After Special Agent Douglas Collier of the Drug Enforcement Administration spoke at a conference on the abuse of prescription drugs, a sobbing woman came up to him and told of her daughter’s near death from an overdose of the painkiller fentanyl.
"She said to me, ‘Agent Collier, now I understand,’" Collier said.
Matt Rainey/The Star-LedgerNew Jersey authorities are hosting a program where parents can drop off unused prescription drugs in their medicine cabinet. Experts say that a growing number of teens are going to their parents' medicine cabinets to get high.
The woman said her daughter had never had a particularly close relationship with her grandmother, but started visiting regularly in the last months of the dying woman’s life when she was being heavily medicated.
During those visits, Collier said, the young girl was raiding her grandmother’s trove of powerful painkillers and using the medication to get high.
"And the access point for that was the medicine cabinet," Collier said.

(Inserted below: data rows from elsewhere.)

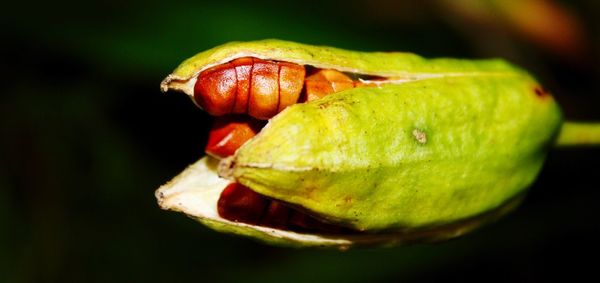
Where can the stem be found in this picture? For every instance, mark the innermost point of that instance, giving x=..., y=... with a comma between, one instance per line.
x=579, y=134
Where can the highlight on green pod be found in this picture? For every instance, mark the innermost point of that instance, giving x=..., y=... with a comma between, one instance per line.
x=316, y=146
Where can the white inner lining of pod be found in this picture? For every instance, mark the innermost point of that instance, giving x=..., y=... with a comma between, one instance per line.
x=196, y=191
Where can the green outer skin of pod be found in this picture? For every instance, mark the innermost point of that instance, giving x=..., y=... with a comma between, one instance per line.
x=405, y=156
x=400, y=65
x=449, y=141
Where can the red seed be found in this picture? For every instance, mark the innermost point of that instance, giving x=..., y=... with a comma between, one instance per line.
x=240, y=204
x=229, y=133
x=264, y=90
x=215, y=89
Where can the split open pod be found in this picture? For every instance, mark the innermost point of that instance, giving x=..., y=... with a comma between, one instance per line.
x=411, y=150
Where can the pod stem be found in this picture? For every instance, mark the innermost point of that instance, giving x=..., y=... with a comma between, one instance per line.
x=579, y=134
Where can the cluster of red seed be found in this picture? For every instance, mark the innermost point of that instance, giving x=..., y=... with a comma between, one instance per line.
x=243, y=93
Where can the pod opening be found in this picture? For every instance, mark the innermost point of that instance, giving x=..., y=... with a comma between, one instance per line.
x=242, y=94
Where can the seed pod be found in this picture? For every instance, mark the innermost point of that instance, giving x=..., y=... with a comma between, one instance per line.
x=438, y=148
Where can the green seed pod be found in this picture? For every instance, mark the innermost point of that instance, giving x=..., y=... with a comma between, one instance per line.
x=440, y=148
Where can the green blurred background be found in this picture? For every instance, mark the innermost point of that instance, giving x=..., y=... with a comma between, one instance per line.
x=86, y=137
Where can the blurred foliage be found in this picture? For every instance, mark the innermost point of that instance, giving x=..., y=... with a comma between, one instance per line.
x=87, y=137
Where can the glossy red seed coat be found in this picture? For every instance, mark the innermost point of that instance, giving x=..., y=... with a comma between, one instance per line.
x=228, y=133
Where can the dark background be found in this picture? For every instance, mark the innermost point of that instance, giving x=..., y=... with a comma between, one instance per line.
x=86, y=137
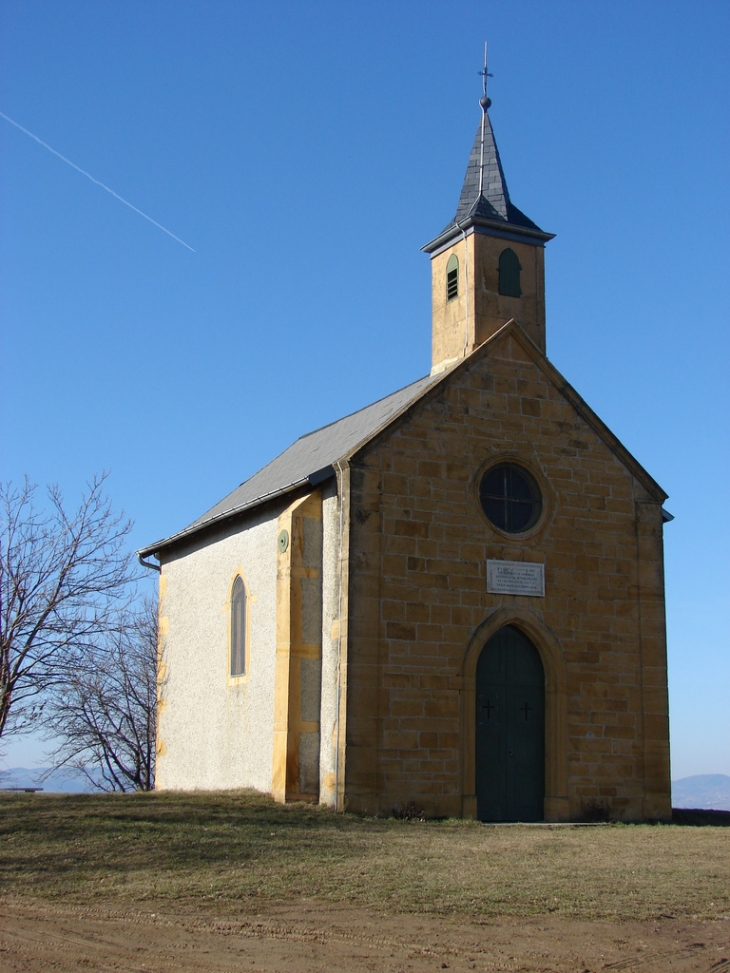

Each year, experts say, a growing number of teenagers quietly turn to a seemingly unlikely source to score drugs — their parents’ medicine cabinets.
To combat the growing problem, more than 400 police departments and other law enforcement agencies throughout New Jersey are holding a program Saturday — the first of its kind in the nation — inviting residents to scour their medicine chests for unused, unwanted prescription and over-the-counter drugs and drop them off for disposal.
More information about the program, along with a list of participating law enforcement agencies and drop-off points can be found at www.operationmedicinecabinetnj.com.
"With Operation Medicine Cabinet, we are calling on residents to see their medicine cabinets through new eyes — as an access point for potential misuse and abuse of over-the-counter and prescription medicine by young people," said Angelo Valente, executive director of the Partnership for a Drug Free New Jersey, which is co-sponsoring the effort with the DEA and state Attorney General’s Office.
Prescription pain relievers have become more accessible to most young people than beer, according to a recent survey by the National Center on Addiction and Substance Abuse. The survey also found that for a majority of teens, the most common way to find those pills is to close their parents’ bathroom door and rummage amid Band Aids and shaving lotion for the telltale orange bottles with the white caps.
"Parents with teenagers put locks on their liquor cabinets, but most of them don’t lock their medicine cabinets," said Gerard P. McAleer, head of DEA’s New Jersey division.
About 20 percent of teenagers admit using prescription drugs without a prescription, said Sean Clarkin, director of strategy at Partnership for a Drug Free America. Sometimes they grab one of mom’s pain killers after hurting their knee at soccer practice. But too often, he said, they are looking to dull their senses with a euphoric, and potentially dangerous, buzz.
Every day, 2,500 youngsters ages 12 to 17 abuse a pain reliever for the very first time and more teens abuse prescription drugs than any illicit drug except Marijuana, according to the Partnership for a Drug Free America. In 2006, more than 2 million young people ages 12 to 17 reported abusing prescription drugs.
New Jersey middle school students abuse prescription drugs more than twice as much as Cocaine and Ecstasy, according to a 2007 survey by the Partnership for a Drug Free New Jersey.
What’s even more disturbing, Valente said, is that a survey of parents of middle schoolers this year showed almost half admit knowing little or nothing about prescription drug abuse.
According to a 2007 report by the national Study of Drug Use and Health, 70 percent of people who abuse prescription pain relievers say they got them from friends or relatives.
Because these drugs are so readily available — and are prescribed by a doctor — many teens believe they are a safe way to get high.
"We know there is a myth out there that this is harmless experimentation because it’s prescribed by a doctor," Valente said.
Sponsors of Saturday’s program, which will be held from 10 a.m. to 2 p.m., say they hope it will become a model for other states.
The DEA’s Collier said the collected drugs will be incinerated. He said residents are urged to bring the drugs to dropoff sites rather than just disposing of them down toilets because of environmental concerns. Drugs thrown out in the garbage, he said, can find their way into the hands of individuals who ferret through the trash of those they know to be sick and on medication.